Auch Grünen-Parteichef Cem Özdemir zeigte sich offen für die Aufnahme von Flüchtlingen aus Nordafrika. "Der Norden darf den Süden dabei nicht alleine lassen", erklärte Özdemir. CSU-Politiker Hans-Peter Uhl hingegen sagte in der "Passauer Neuen Presse", dass die EU-Grenzschutzagentur Frontex mehr Zuständigkeiten und mehr Personal brauche, um Flüchtlingsströme abwehren zu können. Hintergrund der Diskussion ist der derzeitige Flüchtlingsstrom aus Tunesien auf die kleine italienische Insel Lampedusa. Seit Mitte Januar sind knapp 5.300 Flüchtlinge auf der Insel angekommen.
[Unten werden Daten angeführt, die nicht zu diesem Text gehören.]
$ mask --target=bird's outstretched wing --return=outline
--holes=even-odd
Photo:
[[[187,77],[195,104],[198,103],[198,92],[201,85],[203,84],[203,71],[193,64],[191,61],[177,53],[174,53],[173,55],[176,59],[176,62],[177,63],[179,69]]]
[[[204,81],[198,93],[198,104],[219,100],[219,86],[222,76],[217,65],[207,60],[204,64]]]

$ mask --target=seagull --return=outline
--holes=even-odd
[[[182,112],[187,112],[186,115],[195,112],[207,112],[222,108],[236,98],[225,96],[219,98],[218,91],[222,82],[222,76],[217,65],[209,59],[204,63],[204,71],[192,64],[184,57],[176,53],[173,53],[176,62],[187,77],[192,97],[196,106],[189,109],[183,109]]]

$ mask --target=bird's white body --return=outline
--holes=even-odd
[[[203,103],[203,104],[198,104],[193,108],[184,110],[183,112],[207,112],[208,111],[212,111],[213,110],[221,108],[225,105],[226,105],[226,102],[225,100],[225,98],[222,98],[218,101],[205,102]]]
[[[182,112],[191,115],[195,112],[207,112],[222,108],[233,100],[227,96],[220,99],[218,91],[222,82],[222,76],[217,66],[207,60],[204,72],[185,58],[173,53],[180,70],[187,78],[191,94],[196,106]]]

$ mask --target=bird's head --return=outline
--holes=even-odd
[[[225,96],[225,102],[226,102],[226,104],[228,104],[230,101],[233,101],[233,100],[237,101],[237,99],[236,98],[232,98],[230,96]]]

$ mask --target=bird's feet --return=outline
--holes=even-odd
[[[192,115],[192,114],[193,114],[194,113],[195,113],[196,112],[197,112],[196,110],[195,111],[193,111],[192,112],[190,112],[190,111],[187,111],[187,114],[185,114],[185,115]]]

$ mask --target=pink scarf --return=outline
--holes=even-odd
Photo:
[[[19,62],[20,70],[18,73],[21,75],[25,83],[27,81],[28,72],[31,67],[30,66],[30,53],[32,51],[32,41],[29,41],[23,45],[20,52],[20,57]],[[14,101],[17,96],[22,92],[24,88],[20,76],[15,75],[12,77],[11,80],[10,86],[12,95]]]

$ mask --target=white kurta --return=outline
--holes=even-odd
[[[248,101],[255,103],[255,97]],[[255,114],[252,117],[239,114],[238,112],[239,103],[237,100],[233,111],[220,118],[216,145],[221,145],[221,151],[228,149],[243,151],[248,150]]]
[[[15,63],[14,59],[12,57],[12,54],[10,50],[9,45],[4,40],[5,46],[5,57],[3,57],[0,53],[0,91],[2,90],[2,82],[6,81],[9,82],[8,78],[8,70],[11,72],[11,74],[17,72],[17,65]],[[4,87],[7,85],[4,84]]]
Etwa die Hälfte von ihnen wurde inzwischen auf andere Lager in Italien verteilt.

[Aktualisierung um 15:57 Uhr]

SPD-Innenpolitiker Wiefelspütz fordert Regierungserklärung zu Flüchtlingswelle aus Tunesien

Angesichts der massiven Flüchtlingswelle aus Tunesien hat der innenpolitische Sprecher der SPD, Dieter Wiefelspütz, die Bundesregierung zum Handeln aufgefordert. "Ich erwarte, dass sich Bundesinnenminister Thomas de Maiziere in der kommenden Woche vor dem Bundestag dazu äußert, wie die Bundesregierung mit der Situation umgehen will und welche Vorschläge sie für ein solidarisches Vorgehen der EU hat", sagte Wiefelspütz der "Saarbrücker Zeitung" (Mittwoch-Ausgabe).

"Eine Regierungserklärung wäre dafür ein geeigneter Rahmen". Europäische Solidarität könne bedeuten, dass auch Deutschland Flüchtlinge aus Tunesien aufnehmen müsse, meinte der SPD-Politiker. Zugleich kritisierte er die Haltung der CDU. "Wenn der Reflex in der Union ausschließlich darin besteht, den Grenzschutz zur Abwehr von Flüchtlingen zu verstärken, dann ist das unanständig", erklärte Wiefelspütz.